Double click a row in the assignment table to quickly view more information about the brain region in siibra-explorer. Interactively explore brain connectivity and multimodal data features like transmitter receptor densities, cell distributions, and physiological recordings linked to this area.
Export a PDF report.
To retain your analysis voluba-mriwarp offers to create a PDF report of the anatomical assignments which can optionally be extended with linked data features (e.g. cell density, receptor density or connectivity) of your choice.
Input already in MNI152
Set this to
yes if the input NIfTI already shows the subject's brain warped to MNI152 space. Thus, the image is already aligned to MNI152 space and voluba-mriwarp doesn't need to apply a transformation anymore.
You can choose between different parcellations that are available for MNI152 space in the EBRAINS Human Atlas. A parcellation subdivides the brain into regions following organizational principles like cytoarchitecture (Julich-Brain), fibre architecture (fibre bundles) or function (functional modes, DiFuMo).
The specification of a location in the input MRI is usually not exact, but rather has several millimeters of uncertainty. If you specify an uncertainty for points, you will not only get the probability values of the parcellation maps. Instead, a 3D gaussian blob is correlated with the probability maps producing different measures that are presented to you in the resulting assignment.

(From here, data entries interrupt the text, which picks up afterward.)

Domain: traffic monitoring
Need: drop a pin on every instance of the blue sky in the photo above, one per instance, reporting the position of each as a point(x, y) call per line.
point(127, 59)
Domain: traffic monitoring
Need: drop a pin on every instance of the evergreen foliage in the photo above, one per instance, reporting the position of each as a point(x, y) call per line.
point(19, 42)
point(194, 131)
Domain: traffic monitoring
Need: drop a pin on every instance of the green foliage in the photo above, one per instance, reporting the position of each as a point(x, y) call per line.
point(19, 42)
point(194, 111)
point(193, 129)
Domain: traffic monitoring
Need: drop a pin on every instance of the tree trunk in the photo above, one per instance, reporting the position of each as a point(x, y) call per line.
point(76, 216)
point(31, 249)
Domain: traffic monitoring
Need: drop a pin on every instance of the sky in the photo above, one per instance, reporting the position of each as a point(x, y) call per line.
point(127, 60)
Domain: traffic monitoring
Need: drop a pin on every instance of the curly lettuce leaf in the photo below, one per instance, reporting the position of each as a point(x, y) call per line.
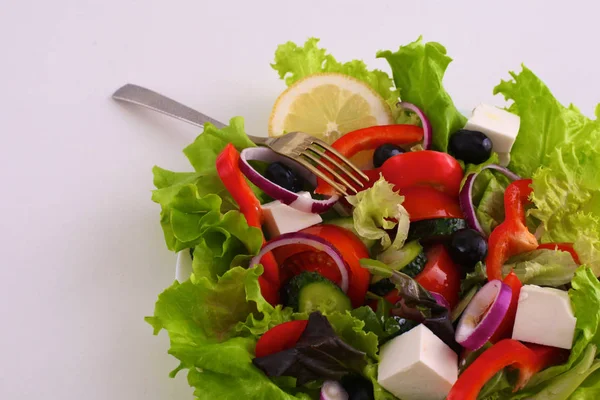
point(566, 195)
point(213, 327)
point(418, 70)
point(293, 63)
point(373, 212)
point(542, 267)
point(192, 201)
point(545, 123)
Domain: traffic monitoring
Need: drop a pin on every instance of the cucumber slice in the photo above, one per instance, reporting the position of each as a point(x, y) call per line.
point(309, 291)
point(435, 229)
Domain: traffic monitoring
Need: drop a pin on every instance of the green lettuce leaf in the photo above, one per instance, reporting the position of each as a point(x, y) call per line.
point(204, 320)
point(225, 243)
point(566, 195)
point(545, 123)
point(418, 69)
point(293, 63)
point(373, 209)
point(542, 267)
point(192, 201)
point(585, 300)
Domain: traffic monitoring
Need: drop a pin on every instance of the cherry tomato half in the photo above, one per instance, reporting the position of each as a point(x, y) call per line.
point(428, 203)
point(424, 168)
point(349, 246)
point(279, 338)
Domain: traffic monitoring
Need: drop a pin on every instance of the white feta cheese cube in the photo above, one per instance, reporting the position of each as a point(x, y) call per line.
point(499, 125)
point(281, 218)
point(544, 316)
point(417, 365)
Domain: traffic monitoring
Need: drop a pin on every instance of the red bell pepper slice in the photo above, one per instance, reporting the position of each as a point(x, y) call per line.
point(529, 360)
point(235, 182)
point(511, 237)
point(428, 203)
point(424, 168)
point(568, 247)
point(369, 139)
point(505, 328)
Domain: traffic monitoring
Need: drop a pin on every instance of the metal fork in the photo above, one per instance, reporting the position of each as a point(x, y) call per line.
point(312, 153)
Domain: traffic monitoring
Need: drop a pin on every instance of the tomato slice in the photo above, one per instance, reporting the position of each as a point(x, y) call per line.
point(279, 338)
point(424, 168)
point(440, 274)
point(349, 246)
point(568, 247)
point(428, 203)
point(313, 261)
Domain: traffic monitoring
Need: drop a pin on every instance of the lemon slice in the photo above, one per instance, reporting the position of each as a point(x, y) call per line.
point(327, 106)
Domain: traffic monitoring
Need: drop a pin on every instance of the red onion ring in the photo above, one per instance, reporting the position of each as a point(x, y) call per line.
point(310, 240)
point(466, 195)
point(427, 131)
point(288, 197)
point(483, 315)
point(332, 390)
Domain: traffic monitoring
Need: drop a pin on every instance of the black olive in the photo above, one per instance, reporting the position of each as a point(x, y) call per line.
point(283, 176)
point(358, 387)
point(472, 147)
point(467, 247)
point(385, 151)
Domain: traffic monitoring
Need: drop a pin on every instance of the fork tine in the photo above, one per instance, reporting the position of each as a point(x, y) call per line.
point(341, 157)
point(330, 170)
point(321, 175)
point(336, 164)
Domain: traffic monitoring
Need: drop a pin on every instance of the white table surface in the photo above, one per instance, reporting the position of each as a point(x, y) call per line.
point(81, 250)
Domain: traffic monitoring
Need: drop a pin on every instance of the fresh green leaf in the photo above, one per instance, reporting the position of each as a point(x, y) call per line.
point(417, 302)
point(542, 267)
point(225, 371)
point(566, 195)
point(224, 243)
point(293, 63)
point(318, 354)
point(373, 210)
point(475, 278)
point(192, 201)
point(545, 123)
point(418, 69)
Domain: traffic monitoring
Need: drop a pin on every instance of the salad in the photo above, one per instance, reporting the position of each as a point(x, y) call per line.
point(464, 268)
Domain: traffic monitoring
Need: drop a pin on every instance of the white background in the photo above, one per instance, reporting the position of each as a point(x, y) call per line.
point(82, 257)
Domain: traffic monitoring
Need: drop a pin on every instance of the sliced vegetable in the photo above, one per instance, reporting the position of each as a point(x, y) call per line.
point(443, 172)
point(277, 192)
point(435, 229)
point(466, 194)
point(332, 390)
point(318, 354)
point(309, 292)
point(427, 131)
point(483, 315)
point(227, 165)
point(505, 328)
point(280, 337)
point(423, 202)
point(505, 353)
point(369, 139)
point(511, 237)
point(309, 240)
point(352, 250)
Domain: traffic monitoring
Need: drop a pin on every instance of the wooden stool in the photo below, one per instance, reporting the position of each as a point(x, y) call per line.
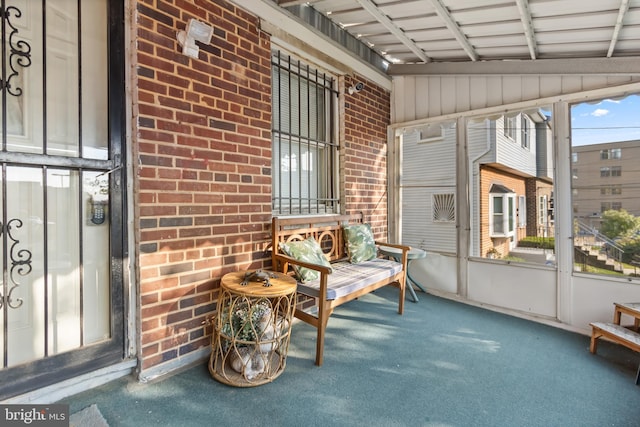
point(252, 328)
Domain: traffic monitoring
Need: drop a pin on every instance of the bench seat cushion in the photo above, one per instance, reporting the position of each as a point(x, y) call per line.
point(347, 277)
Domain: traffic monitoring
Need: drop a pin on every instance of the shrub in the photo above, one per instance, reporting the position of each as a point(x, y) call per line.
point(537, 242)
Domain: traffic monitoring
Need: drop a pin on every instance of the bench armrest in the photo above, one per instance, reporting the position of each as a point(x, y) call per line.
point(404, 248)
point(285, 260)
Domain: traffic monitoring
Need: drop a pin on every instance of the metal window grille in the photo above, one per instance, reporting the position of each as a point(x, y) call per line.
point(304, 138)
point(444, 207)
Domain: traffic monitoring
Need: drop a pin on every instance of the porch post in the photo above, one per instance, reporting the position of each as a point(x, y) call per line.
point(463, 209)
point(564, 212)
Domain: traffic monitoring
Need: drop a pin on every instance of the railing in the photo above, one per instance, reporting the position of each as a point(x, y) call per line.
point(607, 245)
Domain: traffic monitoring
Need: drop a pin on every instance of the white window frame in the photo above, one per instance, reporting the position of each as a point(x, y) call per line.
point(508, 214)
point(522, 211)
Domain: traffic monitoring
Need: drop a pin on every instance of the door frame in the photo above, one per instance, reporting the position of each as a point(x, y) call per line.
point(56, 368)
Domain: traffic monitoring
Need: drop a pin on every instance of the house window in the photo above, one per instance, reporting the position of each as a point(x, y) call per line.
point(304, 142)
point(525, 132)
point(613, 153)
point(542, 209)
point(444, 207)
point(502, 211)
point(522, 211)
point(510, 126)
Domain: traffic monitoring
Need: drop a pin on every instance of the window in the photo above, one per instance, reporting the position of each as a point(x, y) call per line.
point(444, 207)
point(526, 132)
point(510, 126)
point(613, 153)
point(304, 142)
point(522, 211)
point(542, 209)
point(502, 211)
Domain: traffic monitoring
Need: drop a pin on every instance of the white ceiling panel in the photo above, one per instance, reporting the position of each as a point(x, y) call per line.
point(418, 31)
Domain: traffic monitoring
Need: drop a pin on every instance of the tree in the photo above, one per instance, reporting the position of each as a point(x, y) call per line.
point(618, 223)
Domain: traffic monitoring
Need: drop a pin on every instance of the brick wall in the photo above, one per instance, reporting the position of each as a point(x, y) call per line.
point(364, 154)
point(203, 182)
point(204, 175)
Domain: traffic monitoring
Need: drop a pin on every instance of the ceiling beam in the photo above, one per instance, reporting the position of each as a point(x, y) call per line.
point(285, 3)
point(395, 30)
point(527, 23)
point(624, 6)
point(627, 66)
point(444, 13)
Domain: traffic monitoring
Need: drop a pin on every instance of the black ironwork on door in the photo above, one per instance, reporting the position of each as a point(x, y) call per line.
point(61, 179)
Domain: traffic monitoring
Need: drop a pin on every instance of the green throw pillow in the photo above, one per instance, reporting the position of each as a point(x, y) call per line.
point(309, 251)
point(360, 243)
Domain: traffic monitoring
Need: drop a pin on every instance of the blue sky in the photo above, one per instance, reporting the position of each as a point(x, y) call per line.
point(608, 120)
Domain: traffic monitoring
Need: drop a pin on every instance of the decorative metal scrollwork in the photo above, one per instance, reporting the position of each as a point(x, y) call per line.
point(20, 260)
point(19, 51)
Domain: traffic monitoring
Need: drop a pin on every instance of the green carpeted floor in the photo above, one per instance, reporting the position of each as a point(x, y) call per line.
point(442, 363)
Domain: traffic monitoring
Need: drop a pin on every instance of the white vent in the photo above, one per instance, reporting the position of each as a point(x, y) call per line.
point(444, 207)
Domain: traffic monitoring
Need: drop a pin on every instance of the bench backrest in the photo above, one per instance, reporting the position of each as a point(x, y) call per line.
point(326, 229)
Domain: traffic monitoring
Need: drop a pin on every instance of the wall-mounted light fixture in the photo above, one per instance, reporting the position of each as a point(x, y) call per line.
point(195, 31)
point(356, 88)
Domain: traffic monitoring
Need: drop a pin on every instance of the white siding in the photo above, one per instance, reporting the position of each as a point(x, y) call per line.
point(428, 168)
point(510, 152)
point(420, 97)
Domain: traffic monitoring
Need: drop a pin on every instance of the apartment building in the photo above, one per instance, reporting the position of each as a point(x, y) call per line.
point(605, 176)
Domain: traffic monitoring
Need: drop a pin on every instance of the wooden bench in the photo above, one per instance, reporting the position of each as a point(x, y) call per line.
point(617, 334)
point(342, 282)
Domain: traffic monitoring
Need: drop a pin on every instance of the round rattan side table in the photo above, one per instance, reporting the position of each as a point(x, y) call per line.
point(252, 328)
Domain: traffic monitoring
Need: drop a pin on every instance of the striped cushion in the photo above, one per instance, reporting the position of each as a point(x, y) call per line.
point(347, 278)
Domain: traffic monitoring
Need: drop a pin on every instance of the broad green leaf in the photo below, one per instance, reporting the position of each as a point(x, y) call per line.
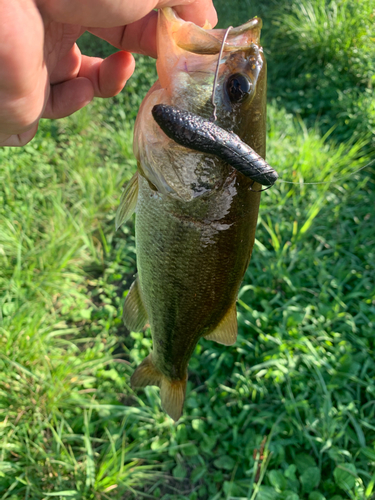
point(179, 472)
point(198, 473)
point(189, 450)
point(277, 480)
point(267, 493)
point(289, 495)
point(316, 495)
point(310, 479)
point(224, 462)
point(304, 461)
point(345, 476)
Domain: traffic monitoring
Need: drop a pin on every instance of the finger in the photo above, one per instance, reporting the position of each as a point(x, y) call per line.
point(108, 77)
point(68, 67)
point(138, 37)
point(110, 13)
point(67, 97)
point(198, 12)
point(19, 139)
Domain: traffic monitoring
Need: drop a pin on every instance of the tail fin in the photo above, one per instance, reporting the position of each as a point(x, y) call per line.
point(172, 392)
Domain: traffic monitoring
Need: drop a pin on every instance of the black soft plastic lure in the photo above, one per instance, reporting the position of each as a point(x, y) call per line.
point(194, 132)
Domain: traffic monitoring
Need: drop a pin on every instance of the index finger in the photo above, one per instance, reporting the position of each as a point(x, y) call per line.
point(111, 13)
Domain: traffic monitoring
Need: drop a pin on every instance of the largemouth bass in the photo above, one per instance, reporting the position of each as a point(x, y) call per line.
point(195, 214)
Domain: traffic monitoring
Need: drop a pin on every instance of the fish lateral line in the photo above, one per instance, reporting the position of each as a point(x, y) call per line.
point(194, 132)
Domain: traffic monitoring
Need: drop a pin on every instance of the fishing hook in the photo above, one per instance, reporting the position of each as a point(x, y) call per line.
point(213, 116)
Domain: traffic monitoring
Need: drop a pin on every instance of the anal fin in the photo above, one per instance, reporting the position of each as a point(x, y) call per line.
point(226, 331)
point(172, 392)
point(128, 201)
point(134, 312)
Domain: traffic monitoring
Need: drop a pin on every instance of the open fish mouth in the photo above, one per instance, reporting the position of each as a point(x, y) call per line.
point(199, 134)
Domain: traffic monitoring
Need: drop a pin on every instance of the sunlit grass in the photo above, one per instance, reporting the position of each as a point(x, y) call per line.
point(301, 374)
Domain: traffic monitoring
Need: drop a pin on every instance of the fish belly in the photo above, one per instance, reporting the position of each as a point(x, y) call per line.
point(191, 260)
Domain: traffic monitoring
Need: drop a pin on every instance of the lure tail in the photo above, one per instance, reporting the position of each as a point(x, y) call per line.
point(172, 392)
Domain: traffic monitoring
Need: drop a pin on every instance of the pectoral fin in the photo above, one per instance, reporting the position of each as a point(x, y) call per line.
point(128, 201)
point(226, 332)
point(134, 312)
point(172, 392)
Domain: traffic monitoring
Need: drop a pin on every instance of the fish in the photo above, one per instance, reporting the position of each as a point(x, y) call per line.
point(195, 213)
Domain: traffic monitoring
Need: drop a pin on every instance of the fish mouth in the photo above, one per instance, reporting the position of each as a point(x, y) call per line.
point(196, 133)
point(192, 38)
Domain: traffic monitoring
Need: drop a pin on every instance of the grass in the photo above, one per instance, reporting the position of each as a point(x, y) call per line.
point(285, 414)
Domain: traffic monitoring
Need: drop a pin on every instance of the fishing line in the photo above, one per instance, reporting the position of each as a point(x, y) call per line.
point(213, 116)
point(329, 182)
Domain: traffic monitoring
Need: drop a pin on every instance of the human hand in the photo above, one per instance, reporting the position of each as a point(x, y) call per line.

In the advanced settings you can specify a particular transformation file that is used by voluba-mriwarp. It can be a file produced by voluba-mriwarp using the Advanced settings for warping or a file from another application. Keep in mind, that the file format needs to be ANTs compatible (
.mat for linear or
.hdf5/.h5 for nonlinear transformations).
All points shown in voluba-mriwarp are given in RAS physical space. To select a location, you can either double-click the according position in the interactive viewer or manually type in the coordinates in the first row of the Points table.
Results of the analysis
After selecting a point you can find a table presenting the results of the point analysis in the side panel of the Analysis tab. Depending on the specified point uncertainty the result of the anatomical assignment includes different measures. If the uncertainty is greater than or equal to 3 mm, a 3D gaussian blob is correlated with the probability maps of the parcellation resulting in additional measures. The following table explains the output of the probabilistic region assignment with uncertainty measures marked by *:
|region||region assigned to the given point|
|map value||probability value of the region in the parcellation map|
|intersection over union*||intersection over union|
|map weighted mean*||mean of the blob weighted by the map values|
|map containedness*||containness score of the region wrt. the blob|
|input weighted mean*||mean of the map values weighted by the blob|
|input containedness*||containedness score of the blob wrt. the region|
Per default, values are sorted by correlation. To sort for a different measure click on the corresponding column header in the table.
voluba-mriwarp offers to create a PDF report of anatomical assignments for all saved points. Optionally, data features linked to the assigned brain regions in the atlas can be added to the report for further analysis. To initialize the export, click the button next to Points.
You are then asked to specify the export location for the PDF which initially points to the directory of Output folder. Following this you can define a filter which restricts to regions that fulfill the given requirement. For example, for each point only regions assigned with correlation > 0.3 are included in the report by default. In the last section you can finally choose between different multimodal data features complementing your existing analysis. In case you are interested in receptor density, you will need to select specific receptors that will be investigated. For connectivity features an additional selection of a cohort is required. Clicking on Export initiates the export procedure.